Со вздохом разочарования мы ушли и на следующий день отправились обратно в Луу. Надо сказать, что с нашей стороны было весьма неблагодарно чувствовать себя разочарованными, потому что, как, вероятно, помнит читатель, перед тем как мы покинули свою темницу, мне пришла в голову счастливая мысль наполнить на всякий случай алмазами карманы своей старой охотничьей куртки. Много драгоценных камней потерялось, когда мы катились по склону ямы, в том числе большая часть крупных алмазов, которые я положил сверху. Но и так их осталось довольно много, включая восемнадцать крупных камней весом от тридцати до сотни каратов каждый. Да, в моей старой охотничьей куртке уцелело еще достаточно драгоценностей, чтобы сделать нас всех если не миллионерами, то, во всяком случае, чрезвычайно богатыми людьми, да еще чтобы при этом у каждого из всех нас троих осталось по лучшей коллекции алмазов в Европе. Так что нельзя сказать, что нам совсем не повезло.

По возвращении в Луу нас очень тепло и сердечно принял Игнози, которого мы нашли в добром здоровье. Он был очень занят укреплением своей власти и реорганизацией полков, которые понесли наибольшие потери в жестокой битве с Твалой.

Затаив дыхание, он с огромным интересом выслушал наш удивительный рассказ, но, услышав о страшной смерти Гагулы, задумался.

— Подойди сюда, — позвал он престарелого индуну (старейшину) из числа своих приближенных, которые сидели на таком расстоянии, что им не был слышен наш разговор.

Старик поднялся, приблизился к нам, приветствовал короля и сел.

— Ты стар, — сказал Игнози.

— Да, король, мой повелитель! Отец твоего отца и я родились в один и тот же день.

— Скажи мне, знал ли ты знахарку Гагулу, когда ты был ребенком?

— Да, король, мой повелитель!

— Была ли она в то время молода, подобно тебе?

— Нет, король, мой повелитель! Она была такова же, как ныне и как в те дни, когда жил мой дед, — стара, сморщенна, очень безобразна и полна злобы.

— Ее более нет. Она умерла.

— Так, о король! Тогда древнее проклятие снято с нашей земли.

— Ступай!

— Куум! Я ухожу, о Черный Щенок, перегрызший глотку старой собаке.

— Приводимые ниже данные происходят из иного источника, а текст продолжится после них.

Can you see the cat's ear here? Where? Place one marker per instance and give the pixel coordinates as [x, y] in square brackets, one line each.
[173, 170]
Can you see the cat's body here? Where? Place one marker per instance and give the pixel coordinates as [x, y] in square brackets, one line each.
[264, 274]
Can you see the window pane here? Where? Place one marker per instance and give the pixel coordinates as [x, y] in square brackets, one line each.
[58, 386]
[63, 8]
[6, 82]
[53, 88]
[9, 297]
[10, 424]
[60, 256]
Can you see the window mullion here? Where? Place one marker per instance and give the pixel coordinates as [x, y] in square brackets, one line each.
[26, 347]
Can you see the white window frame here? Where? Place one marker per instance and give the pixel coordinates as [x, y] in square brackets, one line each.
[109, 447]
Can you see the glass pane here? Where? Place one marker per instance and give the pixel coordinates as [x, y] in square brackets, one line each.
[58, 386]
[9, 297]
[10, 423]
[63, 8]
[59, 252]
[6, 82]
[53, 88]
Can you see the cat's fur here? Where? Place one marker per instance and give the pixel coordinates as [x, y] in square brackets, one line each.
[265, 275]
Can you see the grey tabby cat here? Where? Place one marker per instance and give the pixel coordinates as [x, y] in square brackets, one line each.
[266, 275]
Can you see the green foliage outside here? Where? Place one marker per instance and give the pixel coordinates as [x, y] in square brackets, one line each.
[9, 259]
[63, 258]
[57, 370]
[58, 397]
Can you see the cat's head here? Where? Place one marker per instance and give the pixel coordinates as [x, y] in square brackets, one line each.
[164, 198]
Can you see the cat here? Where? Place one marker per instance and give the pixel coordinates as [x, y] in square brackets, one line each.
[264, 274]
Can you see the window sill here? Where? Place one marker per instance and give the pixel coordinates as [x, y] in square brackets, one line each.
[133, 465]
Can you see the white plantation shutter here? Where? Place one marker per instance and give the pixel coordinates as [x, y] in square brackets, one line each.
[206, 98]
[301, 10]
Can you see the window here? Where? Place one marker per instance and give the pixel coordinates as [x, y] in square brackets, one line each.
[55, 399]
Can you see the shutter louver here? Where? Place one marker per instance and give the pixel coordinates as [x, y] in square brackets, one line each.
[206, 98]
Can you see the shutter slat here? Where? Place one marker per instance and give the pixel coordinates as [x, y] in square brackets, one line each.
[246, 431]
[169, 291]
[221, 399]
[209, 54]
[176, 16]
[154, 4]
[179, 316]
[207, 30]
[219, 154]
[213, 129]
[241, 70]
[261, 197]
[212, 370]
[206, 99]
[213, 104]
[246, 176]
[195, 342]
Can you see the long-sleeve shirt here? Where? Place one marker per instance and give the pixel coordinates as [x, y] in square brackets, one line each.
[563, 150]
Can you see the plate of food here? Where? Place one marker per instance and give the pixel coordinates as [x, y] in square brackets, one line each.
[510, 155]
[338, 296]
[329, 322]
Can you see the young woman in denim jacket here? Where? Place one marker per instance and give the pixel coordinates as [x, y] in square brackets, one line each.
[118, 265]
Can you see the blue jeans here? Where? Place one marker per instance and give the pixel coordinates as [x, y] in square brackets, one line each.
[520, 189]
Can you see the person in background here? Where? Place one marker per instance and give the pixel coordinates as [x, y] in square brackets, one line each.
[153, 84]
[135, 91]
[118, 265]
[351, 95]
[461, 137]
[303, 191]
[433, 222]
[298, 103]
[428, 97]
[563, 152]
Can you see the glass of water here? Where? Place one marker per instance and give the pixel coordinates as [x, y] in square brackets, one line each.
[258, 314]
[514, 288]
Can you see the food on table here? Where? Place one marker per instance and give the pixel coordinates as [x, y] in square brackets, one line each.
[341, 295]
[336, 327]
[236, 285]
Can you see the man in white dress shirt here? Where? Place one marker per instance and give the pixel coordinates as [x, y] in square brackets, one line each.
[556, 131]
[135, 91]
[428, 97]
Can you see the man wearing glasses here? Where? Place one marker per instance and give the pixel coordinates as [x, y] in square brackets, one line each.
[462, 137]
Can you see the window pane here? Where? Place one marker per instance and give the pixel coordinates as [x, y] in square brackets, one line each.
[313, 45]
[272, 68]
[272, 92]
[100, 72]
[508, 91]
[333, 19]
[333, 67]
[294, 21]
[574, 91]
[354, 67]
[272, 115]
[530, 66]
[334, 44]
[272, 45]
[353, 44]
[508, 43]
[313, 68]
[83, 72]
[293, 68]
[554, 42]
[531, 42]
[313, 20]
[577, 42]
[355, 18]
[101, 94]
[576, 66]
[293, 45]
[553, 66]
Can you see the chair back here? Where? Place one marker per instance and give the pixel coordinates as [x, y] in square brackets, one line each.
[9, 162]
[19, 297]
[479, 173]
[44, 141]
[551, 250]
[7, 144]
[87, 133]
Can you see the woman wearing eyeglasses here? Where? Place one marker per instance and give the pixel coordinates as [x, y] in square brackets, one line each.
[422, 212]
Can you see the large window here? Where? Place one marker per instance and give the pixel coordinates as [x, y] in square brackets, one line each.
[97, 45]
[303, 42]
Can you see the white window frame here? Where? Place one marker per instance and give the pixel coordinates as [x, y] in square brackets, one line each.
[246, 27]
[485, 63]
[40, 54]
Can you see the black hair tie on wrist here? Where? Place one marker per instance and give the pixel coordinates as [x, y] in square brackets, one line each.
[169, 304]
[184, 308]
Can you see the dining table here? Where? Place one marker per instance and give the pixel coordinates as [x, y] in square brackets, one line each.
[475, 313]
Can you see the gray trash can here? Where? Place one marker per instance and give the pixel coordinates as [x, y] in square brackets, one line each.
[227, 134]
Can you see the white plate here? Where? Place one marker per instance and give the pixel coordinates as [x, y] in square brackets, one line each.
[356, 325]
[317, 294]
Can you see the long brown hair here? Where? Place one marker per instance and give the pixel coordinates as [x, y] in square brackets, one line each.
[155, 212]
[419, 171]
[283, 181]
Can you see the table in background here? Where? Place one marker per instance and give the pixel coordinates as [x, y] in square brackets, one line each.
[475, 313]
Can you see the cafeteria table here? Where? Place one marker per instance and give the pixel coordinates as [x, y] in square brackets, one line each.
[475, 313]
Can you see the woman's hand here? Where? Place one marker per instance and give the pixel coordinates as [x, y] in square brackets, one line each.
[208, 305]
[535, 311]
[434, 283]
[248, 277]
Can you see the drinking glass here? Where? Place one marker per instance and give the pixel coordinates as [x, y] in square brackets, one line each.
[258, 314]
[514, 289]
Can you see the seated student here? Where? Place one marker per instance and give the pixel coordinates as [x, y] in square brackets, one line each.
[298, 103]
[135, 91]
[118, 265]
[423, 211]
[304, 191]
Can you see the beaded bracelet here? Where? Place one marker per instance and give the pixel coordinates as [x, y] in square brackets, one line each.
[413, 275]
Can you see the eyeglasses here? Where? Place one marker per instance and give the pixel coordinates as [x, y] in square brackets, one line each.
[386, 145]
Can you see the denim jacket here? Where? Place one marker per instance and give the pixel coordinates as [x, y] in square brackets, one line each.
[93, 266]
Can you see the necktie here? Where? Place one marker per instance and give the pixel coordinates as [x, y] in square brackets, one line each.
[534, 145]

Куум!

— Вы видите, братья мои, — сказал Игнози, — это была таинственная женщина, и я радуюсь тому, что она умерла. Она обрекла вас на смерть в этой темной пещере, а потом, быть может, нашла бы какой-нибудь способ убить меня, как некогда нашла способ убить моего отца, чтобы возвести на трон Твалу, которого любило ее сердце. Теперь продолжайте ваш рассказ, равного которому не приходилось слышать никому!

Рассказав ему историю нашего спасения, я, как мы заранее договорились между собой, воспользовался удобным случаем, чтобы сказать Игнози о нашем намерении покинуть Страну Кукуанов.

— А теперь, Игнози, пришло время нам попрощаться с тобой и вновь отправиться в долгий путь, на поиски своей страны. Слушай же, Игнози, ты пришел с нами сюда как слуга, а теперь мы оставляем тебя могущественным королем. Если ты чувствуешь к нам благодарность, то не забывай никогда поступать так, как ты обещал нам. Правь справедливо, уважай закон и не убивай никого без причины. Тогда ты будешь благоденствовать. Завтра на рассвете ты, Игнози, дашь нам отряд воинов, который поможет нам перебраться через горы. Не так ли, о король?

Игнози закрыл лицо руками и некоторое время молчал.

— Сердце мое болит, — сказал он наконец. — Ваши слова раскололи его надвое. Что сделал я вам, Инкубу, Макумазан и Бугван, чтобы вы покинули меня и причинили мне этим такое горе? Вы, которые стояли рядом со мной во время мятежа и сражения, неужели вы оставите меня в день мира и победы? Что желаете вы? Жен? Выбирайте любых девушек в моей стране. Места, где поселиться? Смотрите — вся страна принадлежит вам. Домов, в каких живут белые люди? Вы научите мой народ, как их строить. Скота, чтобы иметь мясо и молоко? Каждый женатый человек приведет вам быка или корову. Дичи для охоты? Разве не бродят по моим лесам слоны, и разве не спит в тростниках гиппопотам? Может, вы хотите сражаться? Мои полки ожидают ваших приказаний. Если же я могу дать вам еще что-нибудь, я дам вам и это.

— Нет, Игнози, нам все это не нужно, — отвечал я. — Мы хотим разыскать свой родной дом.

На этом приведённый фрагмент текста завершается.